I had hoped there would be a full length DVD, but it just wasn’t in the cards. But I have been assured this is the just right length for normal people. Pfft, normal people.
It was a strange experience watching this video for the first time. I hadn’t watched the other Daytona content in quite some time, and the month of November that followed was weighed down by a funk that some of my friends cycling experienced as well. Other than my press pass I keep on display at work and conversations in podcasts I had nothing to remind me of Daytona. At first it felt like I was watching someone else interviewing folks. It was all new and how cool would it have been to be that guy right in the thick of it. Oddly enough in my conversation with Shelina Moreda the other night she asked me directly about my feelings about having been at Daytona. I have been very honest about how bitter-sweet the experience was and how I just did not feel Andy and I got the recognition we deserved. Whether we did or not is for you folks to judge. So the best I could come up with I was very proud that I was there to witness history in the making. I was at Daytona for not just the first electric motorcycle race, but the very first zero emissions race there, ever. Daytona. First. Ever. Me.
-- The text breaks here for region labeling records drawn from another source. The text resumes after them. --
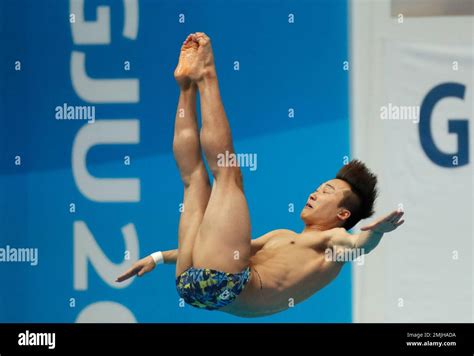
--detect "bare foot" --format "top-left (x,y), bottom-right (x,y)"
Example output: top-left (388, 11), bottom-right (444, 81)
top-left (174, 34), bottom-right (199, 89)
top-left (174, 32), bottom-right (215, 88)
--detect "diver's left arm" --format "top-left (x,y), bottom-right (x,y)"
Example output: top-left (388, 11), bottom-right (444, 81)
top-left (329, 210), bottom-right (405, 254)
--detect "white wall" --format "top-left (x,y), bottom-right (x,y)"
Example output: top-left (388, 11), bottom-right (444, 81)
top-left (350, 0), bottom-right (474, 322)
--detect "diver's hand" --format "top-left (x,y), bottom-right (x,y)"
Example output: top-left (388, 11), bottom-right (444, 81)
top-left (115, 256), bottom-right (156, 282)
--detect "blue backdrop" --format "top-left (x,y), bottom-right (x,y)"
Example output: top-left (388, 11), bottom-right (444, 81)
top-left (0, 0), bottom-right (351, 322)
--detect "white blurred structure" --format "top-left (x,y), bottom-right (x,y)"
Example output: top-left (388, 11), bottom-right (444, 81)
top-left (350, 0), bottom-right (474, 322)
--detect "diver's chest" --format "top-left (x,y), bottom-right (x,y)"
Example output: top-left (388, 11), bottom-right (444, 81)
top-left (263, 234), bottom-right (311, 249)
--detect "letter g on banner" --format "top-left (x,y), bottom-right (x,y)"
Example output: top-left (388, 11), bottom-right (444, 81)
top-left (418, 83), bottom-right (469, 168)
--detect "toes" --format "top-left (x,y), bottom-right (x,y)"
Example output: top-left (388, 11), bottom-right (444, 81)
top-left (195, 32), bottom-right (211, 46)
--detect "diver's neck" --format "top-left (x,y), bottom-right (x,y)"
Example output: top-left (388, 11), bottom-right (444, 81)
top-left (301, 224), bottom-right (332, 233)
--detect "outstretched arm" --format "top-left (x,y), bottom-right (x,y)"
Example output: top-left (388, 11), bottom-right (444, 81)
top-left (330, 210), bottom-right (405, 254)
top-left (115, 250), bottom-right (178, 282)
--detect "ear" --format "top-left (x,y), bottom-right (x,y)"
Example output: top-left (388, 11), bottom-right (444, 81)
top-left (337, 208), bottom-right (351, 221)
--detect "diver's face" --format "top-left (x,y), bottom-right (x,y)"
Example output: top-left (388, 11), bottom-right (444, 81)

So as the video plays on I start to remember. The feel of a quiet paddock with the sounds of tools clinking and equipment being shuffled around. The cement floor and how the sounds echo and resonate through the wide open space of the paddock, with the very comfortable Florida air flowing through it. The comradery from the Aussie Catavolt team making me long to be back in Australia, where I had lived for 3 months 1.5 years previously. Getting to know the fun guys that make up the Meunch team, meeting the Brammo team and reestablishing that relationship (as well as thanking those individuals who basically paid for my trip out of their own pockets), meeting fellow forum members and other bloggers (big thanks to Dominic of Autoblog Green for helping make the trip possible), and meeting Terry Hershner and Jeremiah Johnson and watching them take a street bike Terry rode there and convert it into a race bike.
But mostly I just remembered the distilled sensation of being there, and just what a great experience it was, and how I crave to do it again. It’s been said that racing is a disease that you cannot get rid of. I have to agree, but if you have to have a disease, this is the one to have.